El expresidente de Caja Madrid Miguel Blesa y la práctica totalidad de los 65 condenados, por su parte, recurrirán en casación la sentencia dictada por la Sección Cuarta de lo Penal de la Audiencia Nacional. Hasta que el Tribunal Supremo no la revise no será firme.

SENTENCIA 

La sentencia de la Audiencia Nacional que recoge la condena de los 65 exaltos cargos y directivos de Caja Madrid y Bankia y de la que fue ponente la magistrada Teresa Palacios, fundamentó la condena a los 65 beneficiarios en el uso personal que hicieron de las visas que recibieron a su llegada a la entidad nacionalizada y a las que cargaron un total de 15 millones de euros entre 1999 y 2012.

El tribunal determinó que la práctica nacida bajo un acuerdo del Consejo de Administración del 24 de mayo de 1988 acabó derivando en un sistema con el que se dilapidó el patrimonio de Caja Madrid. En concreto reprochó a los acusados que perpetuaran en el tiempo esta práctica y no la eliminaran y que no era de recibo que estas personas "altamente cualificadas" sostuvieran abiertamente que podían hacer uso de unas tarjetas de empresa integradas en su salario.

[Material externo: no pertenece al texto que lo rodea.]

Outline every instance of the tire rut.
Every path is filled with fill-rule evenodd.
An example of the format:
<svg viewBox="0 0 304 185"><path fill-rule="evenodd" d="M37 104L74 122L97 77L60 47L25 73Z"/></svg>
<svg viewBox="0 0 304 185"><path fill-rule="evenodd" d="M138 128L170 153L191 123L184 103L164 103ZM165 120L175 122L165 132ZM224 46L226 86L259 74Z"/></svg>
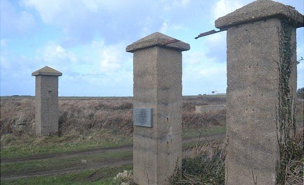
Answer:
<svg viewBox="0 0 304 185"><path fill-rule="evenodd" d="M226 137L226 133L215 134L200 137L185 138L183 139L183 143L188 143L195 141L214 140L223 139ZM39 155L27 157L20 157L14 159L1 159L1 164L18 163L22 162L29 162L32 161L41 160L52 158L67 158L73 157L80 157L84 155L92 155L102 153L121 152L131 151L133 149L133 145L128 145L123 147L118 147L111 148L103 148L87 149L81 151L69 152L64 154ZM24 178L36 177L42 175L53 175L67 173L73 171L83 171L86 169L96 169L101 167L107 166L116 166L124 165L131 164L133 163L133 156L126 156L119 158L113 158L102 160L92 164L74 164L72 166L59 167L55 169L40 170L39 171L14 173L10 174L1 174L0 180L6 180L18 179Z"/></svg>

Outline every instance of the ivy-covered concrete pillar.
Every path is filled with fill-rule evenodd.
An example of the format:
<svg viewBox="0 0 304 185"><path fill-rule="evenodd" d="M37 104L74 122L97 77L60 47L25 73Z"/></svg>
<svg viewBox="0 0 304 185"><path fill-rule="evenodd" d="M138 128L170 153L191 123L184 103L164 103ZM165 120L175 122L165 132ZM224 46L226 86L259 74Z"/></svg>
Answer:
<svg viewBox="0 0 304 185"><path fill-rule="evenodd" d="M294 131L297 89L293 8L257 0L215 21L227 29L227 185L275 185Z"/></svg>

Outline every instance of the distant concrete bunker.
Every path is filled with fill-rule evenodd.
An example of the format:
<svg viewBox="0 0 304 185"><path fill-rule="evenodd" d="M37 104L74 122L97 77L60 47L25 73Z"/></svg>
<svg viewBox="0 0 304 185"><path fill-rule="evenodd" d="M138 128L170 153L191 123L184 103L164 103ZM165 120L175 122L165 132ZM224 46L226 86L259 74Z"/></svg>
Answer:
<svg viewBox="0 0 304 185"><path fill-rule="evenodd" d="M195 106L195 113L200 113L209 111L226 110L226 105L200 105Z"/></svg>

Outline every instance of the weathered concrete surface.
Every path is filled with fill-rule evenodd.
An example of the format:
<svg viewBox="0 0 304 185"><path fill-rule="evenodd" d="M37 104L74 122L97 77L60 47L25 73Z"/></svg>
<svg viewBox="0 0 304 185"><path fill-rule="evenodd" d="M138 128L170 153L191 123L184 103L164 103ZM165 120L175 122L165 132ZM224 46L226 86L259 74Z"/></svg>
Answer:
<svg viewBox="0 0 304 185"><path fill-rule="evenodd" d="M282 124L280 92L282 73L285 73L280 69L285 61L282 55L283 27L278 18L289 16L297 23L290 26L293 26L290 40L294 62L295 30L299 23L302 22L303 26L303 16L299 18L295 10L281 8L279 4L258 0L215 22L218 28L228 28L227 185L254 184L257 177L257 184L277 184L280 168L278 138L281 136L279 129ZM285 16L277 16L277 12ZM266 19L257 21L263 18ZM291 94L296 90L296 63L289 78Z"/></svg>
<svg viewBox="0 0 304 185"><path fill-rule="evenodd" d="M58 132L58 76L62 74L46 66L36 76L35 127L37 136Z"/></svg>
<svg viewBox="0 0 304 185"><path fill-rule="evenodd" d="M224 110L226 109L226 105L210 105L195 106L195 113L200 113L208 111Z"/></svg>
<svg viewBox="0 0 304 185"><path fill-rule="evenodd" d="M127 47L127 51L135 50L133 107L153 109L152 128L134 126L134 181L139 185L168 185L176 166L181 165L181 51L190 47L186 43L178 49L155 46L150 38L173 39L159 33L145 38L139 40L141 48L133 48L134 43ZM128 49L131 48L136 49Z"/></svg>
<svg viewBox="0 0 304 185"><path fill-rule="evenodd" d="M215 27L229 27L260 20L277 18L289 19L297 27L303 27L303 15L290 6L270 0L258 0L215 20Z"/></svg>
<svg viewBox="0 0 304 185"><path fill-rule="evenodd" d="M138 50L155 46L169 48L180 51L187 51L190 49L190 45L189 44L181 41L163 45L166 42L174 39L175 38L171 37L159 32L155 32L128 45L126 48L126 51L133 53Z"/></svg>

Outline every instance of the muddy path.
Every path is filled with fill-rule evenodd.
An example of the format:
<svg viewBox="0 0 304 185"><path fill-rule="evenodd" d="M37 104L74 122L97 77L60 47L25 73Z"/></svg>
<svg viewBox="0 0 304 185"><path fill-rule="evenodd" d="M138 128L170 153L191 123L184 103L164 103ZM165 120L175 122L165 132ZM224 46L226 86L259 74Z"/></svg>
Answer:
<svg viewBox="0 0 304 185"><path fill-rule="evenodd" d="M64 167L60 167L52 170L40 170L35 172L10 174L1 174L1 181L22 179L28 177L37 177L42 175L53 175L67 173L71 172L81 171L87 169L97 169L107 166L114 167L125 165L132 164L133 163L132 156L124 157L120 158L108 159L99 162L91 164L79 164Z"/></svg>
<svg viewBox="0 0 304 185"><path fill-rule="evenodd" d="M214 140L217 139L223 138L226 136L226 133L221 133L209 135L207 136L199 137L186 138L183 139L183 143L189 143L199 140ZM60 158L70 158L74 157L80 157L84 155L92 155L95 154L121 152L132 150L133 149L133 145L125 145L121 147L88 149L83 150L73 151L63 153L54 153L50 154L37 155L24 157L17 157L10 159L1 159L1 164L7 164L11 163L18 163L21 162L29 162L33 161L38 161L46 159Z"/></svg>
<svg viewBox="0 0 304 185"><path fill-rule="evenodd" d="M187 138L183 140L183 143L203 140L214 140L223 139L226 137L226 133L216 134L207 136ZM133 149L132 145L123 147L95 148L81 151L75 151L60 154L40 155L28 157L16 158L7 160L1 160L1 164L28 162L36 160L41 160L52 158L68 158L74 157L81 157L95 154L102 153L122 152L132 151ZM42 169L37 171L22 171L21 172L11 173L9 174L1 174L1 181L11 179L18 179L27 177L36 177L42 175L53 175L56 174L67 173L73 171L80 171L87 169L96 169L101 167L107 166L117 166L133 163L133 156L128 156L117 158L103 159L94 163L86 164L75 164L69 166L62 166L56 169Z"/></svg>

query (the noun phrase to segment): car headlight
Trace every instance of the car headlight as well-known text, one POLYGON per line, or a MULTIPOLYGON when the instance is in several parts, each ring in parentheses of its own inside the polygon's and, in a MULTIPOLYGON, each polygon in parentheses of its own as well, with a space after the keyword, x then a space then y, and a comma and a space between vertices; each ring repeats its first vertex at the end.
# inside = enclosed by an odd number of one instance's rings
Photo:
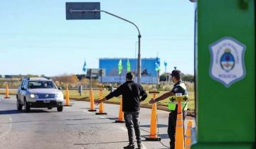
POLYGON ((62 93, 58 93, 55 94, 55 96, 57 99, 63 99, 63 94, 62 93))
POLYGON ((32 99, 35 98, 35 97, 36 97, 35 94, 31 94, 31 97, 32 99))

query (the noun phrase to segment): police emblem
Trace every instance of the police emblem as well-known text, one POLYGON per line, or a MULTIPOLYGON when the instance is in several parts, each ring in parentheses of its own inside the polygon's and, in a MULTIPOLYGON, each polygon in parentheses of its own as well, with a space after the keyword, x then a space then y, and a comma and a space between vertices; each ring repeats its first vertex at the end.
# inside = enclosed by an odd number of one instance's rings
POLYGON ((226 87, 245 76, 244 55, 245 45, 225 37, 210 45, 210 75, 226 87))

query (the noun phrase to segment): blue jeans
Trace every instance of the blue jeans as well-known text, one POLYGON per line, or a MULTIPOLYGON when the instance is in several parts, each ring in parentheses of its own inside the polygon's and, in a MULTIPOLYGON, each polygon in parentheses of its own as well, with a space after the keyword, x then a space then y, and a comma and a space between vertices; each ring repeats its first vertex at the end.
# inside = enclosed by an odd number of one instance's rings
POLYGON ((127 128, 129 143, 133 144, 133 128, 134 128, 135 136, 137 143, 141 143, 142 139, 139 131, 139 111, 124 112, 125 126, 127 128))

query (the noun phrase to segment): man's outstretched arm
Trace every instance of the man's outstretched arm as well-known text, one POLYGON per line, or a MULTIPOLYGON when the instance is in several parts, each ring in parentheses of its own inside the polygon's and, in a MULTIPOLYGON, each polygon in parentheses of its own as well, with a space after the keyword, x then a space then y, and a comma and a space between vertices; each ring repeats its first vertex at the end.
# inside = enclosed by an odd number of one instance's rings
POLYGON ((156 98, 156 99, 151 99, 150 101, 149 101, 149 104, 154 104, 154 103, 156 103, 157 101, 161 101, 161 100, 164 100, 171 96, 174 96, 174 93, 173 93, 171 91, 171 92, 166 92, 165 94, 164 94, 163 95, 161 95, 161 96, 156 98))

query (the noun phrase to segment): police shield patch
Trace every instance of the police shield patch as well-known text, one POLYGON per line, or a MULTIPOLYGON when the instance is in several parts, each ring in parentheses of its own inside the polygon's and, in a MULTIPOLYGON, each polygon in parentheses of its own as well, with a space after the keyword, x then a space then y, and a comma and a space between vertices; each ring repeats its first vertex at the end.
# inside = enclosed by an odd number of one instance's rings
POLYGON ((245 45, 230 37, 211 44, 210 77, 226 87, 243 79, 245 76, 245 45))

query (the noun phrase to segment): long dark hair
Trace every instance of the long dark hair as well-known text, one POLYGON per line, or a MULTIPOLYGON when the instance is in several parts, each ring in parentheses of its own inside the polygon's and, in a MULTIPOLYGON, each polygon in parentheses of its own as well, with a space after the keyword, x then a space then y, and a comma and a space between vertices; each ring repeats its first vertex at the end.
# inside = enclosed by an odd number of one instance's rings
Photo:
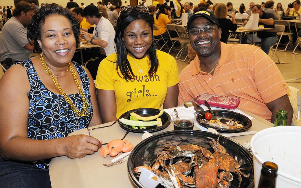
MULTIPOLYGON (((117 21, 117 30, 114 39, 115 49, 117 54, 116 68, 118 75, 122 78, 118 70, 119 67, 121 74, 126 79, 131 79, 131 76, 135 75, 129 62, 127 58, 127 51, 124 42, 123 41, 122 39, 126 27, 131 23, 138 20, 143 20, 149 25, 151 29, 151 35, 152 35, 154 19, 148 13, 140 12, 133 8, 132 11, 121 15, 118 17, 117 21)), ((159 65, 156 47, 153 41, 152 42, 151 45, 147 51, 146 54, 148 57, 147 61, 150 64, 149 65, 150 69, 148 71, 148 75, 150 76, 156 73, 159 65)))
POLYGON ((50 15, 54 14, 64 16, 68 19, 70 22, 75 38, 76 47, 78 47, 80 33, 79 22, 66 8, 54 3, 44 5, 35 13, 27 25, 27 39, 29 42, 33 42, 35 51, 38 53, 40 53, 42 51, 38 42, 38 40, 41 39, 42 26, 45 23, 46 18, 50 15))
POLYGON ((160 5, 159 7, 159 11, 157 13, 157 15, 156 15, 156 19, 158 20, 158 19, 159 17, 159 16, 160 16, 160 14, 165 14, 165 10, 164 9, 165 8, 166 8, 166 5, 164 4, 162 4, 161 5, 160 5))

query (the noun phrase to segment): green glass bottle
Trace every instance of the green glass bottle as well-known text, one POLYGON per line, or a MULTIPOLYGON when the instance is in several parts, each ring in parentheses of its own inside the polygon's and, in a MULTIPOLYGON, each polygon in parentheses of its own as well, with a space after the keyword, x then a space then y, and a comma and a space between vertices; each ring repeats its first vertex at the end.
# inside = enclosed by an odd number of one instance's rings
POLYGON ((257 188, 275 188, 278 170, 278 166, 272 162, 264 162, 257 188))
POLYGON ((276 114, 276 119, 274 123, 274 127, 283 126, 286 125, 287 119, 287 112, 283 110, 277 110, 276 114))

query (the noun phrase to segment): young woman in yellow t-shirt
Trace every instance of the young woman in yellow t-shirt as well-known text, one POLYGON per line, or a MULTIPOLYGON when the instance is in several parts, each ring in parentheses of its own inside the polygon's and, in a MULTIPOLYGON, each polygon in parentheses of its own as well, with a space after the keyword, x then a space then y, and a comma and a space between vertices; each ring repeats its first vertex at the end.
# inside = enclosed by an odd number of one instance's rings
POLYGON ((153 24, 143 6, 122 10, 114 41, 117 53, 101 62, 96 77, 104 122, 115 121, 133 109, 177 106, 177 64, 172 56, 156 49, 153 24))

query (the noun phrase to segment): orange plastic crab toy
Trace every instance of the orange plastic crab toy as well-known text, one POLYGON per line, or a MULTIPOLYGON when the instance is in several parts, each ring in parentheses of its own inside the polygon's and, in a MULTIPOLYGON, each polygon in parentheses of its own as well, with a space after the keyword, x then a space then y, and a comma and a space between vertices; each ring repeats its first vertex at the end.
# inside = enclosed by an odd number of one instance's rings
POLYGON ((128 152, 133 149, 134 146, 127 140, 116 139, 108 143, 107 147, 102 148, 99 150, 100 154, 105 157, 108 154, 114 157, 121 152, 128 152))

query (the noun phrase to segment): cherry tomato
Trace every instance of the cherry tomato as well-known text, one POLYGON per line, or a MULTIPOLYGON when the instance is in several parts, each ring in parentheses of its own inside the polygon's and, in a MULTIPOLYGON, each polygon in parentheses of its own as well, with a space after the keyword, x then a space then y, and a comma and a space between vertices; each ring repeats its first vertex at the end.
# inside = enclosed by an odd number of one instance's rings
POLYGON ((208 120, 211 119, 212 118, 212 114, 211 113, 207 112, 205 114, 205 118, 208 120))

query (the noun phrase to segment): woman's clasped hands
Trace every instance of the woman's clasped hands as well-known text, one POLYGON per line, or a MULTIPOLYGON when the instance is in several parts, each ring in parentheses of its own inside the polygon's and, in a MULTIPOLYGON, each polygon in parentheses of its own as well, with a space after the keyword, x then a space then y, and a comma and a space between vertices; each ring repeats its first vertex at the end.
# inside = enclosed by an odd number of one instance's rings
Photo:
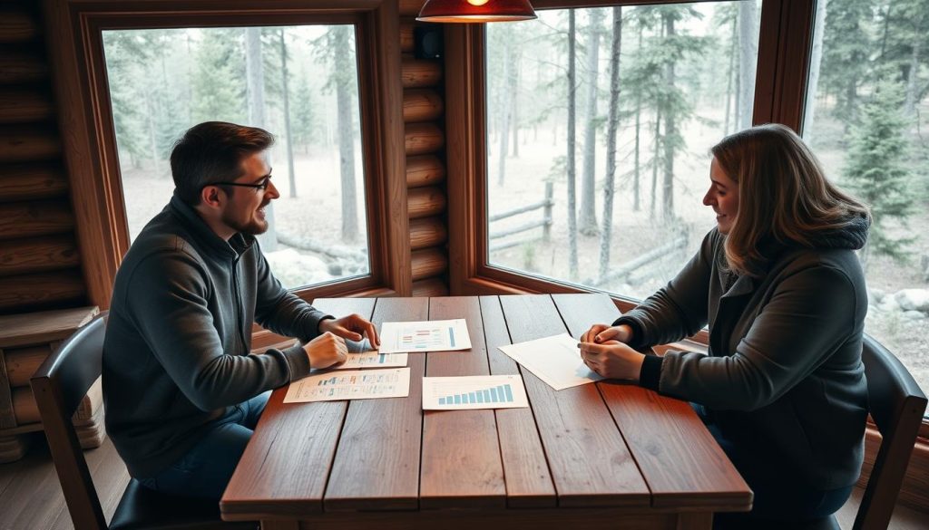
POLYGON ((595 324, 581 337, 581 358, 597 375, 637 381, 645 355, 626 343, 632 338, 632 328, 625 324, 595 324))

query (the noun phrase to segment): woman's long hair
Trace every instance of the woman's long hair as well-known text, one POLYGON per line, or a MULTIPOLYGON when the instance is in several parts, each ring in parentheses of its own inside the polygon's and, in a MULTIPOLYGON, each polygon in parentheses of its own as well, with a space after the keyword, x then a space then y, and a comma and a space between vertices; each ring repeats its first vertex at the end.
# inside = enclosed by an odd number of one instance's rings
POLYGON ((842 229, 857 216, 870 217, 867 206, 826 180, 813 152, 784 125, 729 135, 712 151, 739 184, 739 213, 725 247, 737 274, 763 273, 763 239, 813 247, 817 233, 842 229))

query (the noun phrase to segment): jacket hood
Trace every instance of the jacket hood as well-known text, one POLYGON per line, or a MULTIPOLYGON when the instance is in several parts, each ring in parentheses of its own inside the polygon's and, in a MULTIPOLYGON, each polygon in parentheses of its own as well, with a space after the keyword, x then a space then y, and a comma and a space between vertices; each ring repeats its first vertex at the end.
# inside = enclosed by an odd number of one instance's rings
POLYGON ((864 247, 868 241, 868 229, 870 227, 870 217, 855 215, 848 219, 844 226, 814 232, 810 234, 810 239, 813 240, 813 246, 818 249, 851 249, 857 251, 864 247))

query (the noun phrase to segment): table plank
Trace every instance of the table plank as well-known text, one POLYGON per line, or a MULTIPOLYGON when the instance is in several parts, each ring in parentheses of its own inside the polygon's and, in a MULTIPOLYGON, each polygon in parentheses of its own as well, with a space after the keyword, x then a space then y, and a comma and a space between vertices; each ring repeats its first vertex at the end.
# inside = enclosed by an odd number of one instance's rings
MULTIPOLYGON (((337 317, 358 313, 370 317, 374 305, 373 298, 321 299, 314 303, 321 311, 337 317)), ((286 392, 285 386, 271 394, 219 503, 224 517, 322 511, 326 478, 347 402, 284 405, 286 392)))
MULTIPOLYGON (((552 297, 578 337, 620 316, 606 294, 552 297)), ((700 418, 685 401, 644 388, 597 383, 635 458, 656 508, 748 510, 752 492, 700 418)))
MULTIPOLYGON (((549 295, 501 296, 514 343, 566 330, 549 295)), ((558 505, 648 506, 648 488, 594 384, 554 391, 523 372, 558 505)))
MULTIPOLYGON (((471 349, 427 354, 425 375, 489 375, 478 298, 429 299, 429 319, 464 318, 471 349)), ((424 411, 421 509, 502 509, 504 466, 493 410, 424 411)))
MULTIPOLYGON (((512 343, 497 296, 481 296, 480 312, 491 363, 491 374, 519 374, 519 365, 499 346, 512 343)), ((542 439, 530 408, 496 411, 500 454, 506 476, 506 504, 510 508, 554 508, 555 485, 542 448, 542 439)))
MULTIPOLYGON (((373 321, 380 328, 428 315, 428 298, 379 298, 373 321)), ((349 403, 323 498, 326 511, 419 507, 425 355, 410 354, 408 366, 409 397, 349 403)))

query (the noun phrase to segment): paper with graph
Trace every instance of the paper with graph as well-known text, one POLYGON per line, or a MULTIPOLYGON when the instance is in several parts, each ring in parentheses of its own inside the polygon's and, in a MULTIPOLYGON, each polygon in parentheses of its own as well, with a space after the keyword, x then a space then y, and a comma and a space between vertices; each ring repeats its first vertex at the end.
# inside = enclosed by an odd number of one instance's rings
POLYGON ((382 354, 448 352, 471 349, 464 318, 425 322, 385 322, 381 326, 382 354))
POLYGON ((578 340, 568 333, 500 346, 513 360, 555 390, 595 382, 603 378, 581 359, 578 340))
POLYGON ((410 368, 332 371, 294 381, 284 403, 374 399, 410 395, 410 368))
POLYGON ((518 375, 424 377, 424 410, 525 408, 526 388, 518 375))
POLYGON ((330 369, 358 369, 358 368, 387 368, 394 367, 405 367, 407 364, 406 354, 382 354, 380 352, 360 352, 349 353, 346 356, 346 361, 340 365, 330 367, 330 369))

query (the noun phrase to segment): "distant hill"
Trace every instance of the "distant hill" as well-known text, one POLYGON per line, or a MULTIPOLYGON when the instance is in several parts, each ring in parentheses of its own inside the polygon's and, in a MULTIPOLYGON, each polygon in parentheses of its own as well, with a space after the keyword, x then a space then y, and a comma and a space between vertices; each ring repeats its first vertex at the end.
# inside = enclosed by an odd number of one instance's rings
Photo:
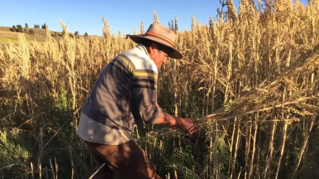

Pese al argumentario de los acusados, el tribunal consideró probado que fueron colaboradores de una práctica oculta a los supervisores y señaló especialmente a Miguel Blesa y a Rodrigo Rato, de quienes dijo que se situaban en el "punto de partida de la distracción de fondos de la entidad. "La lealtad quebrada se hace evidente, por anteponerse los fines personales a los intereses sociales que eran los bancarios y no otros", precisa la resolución.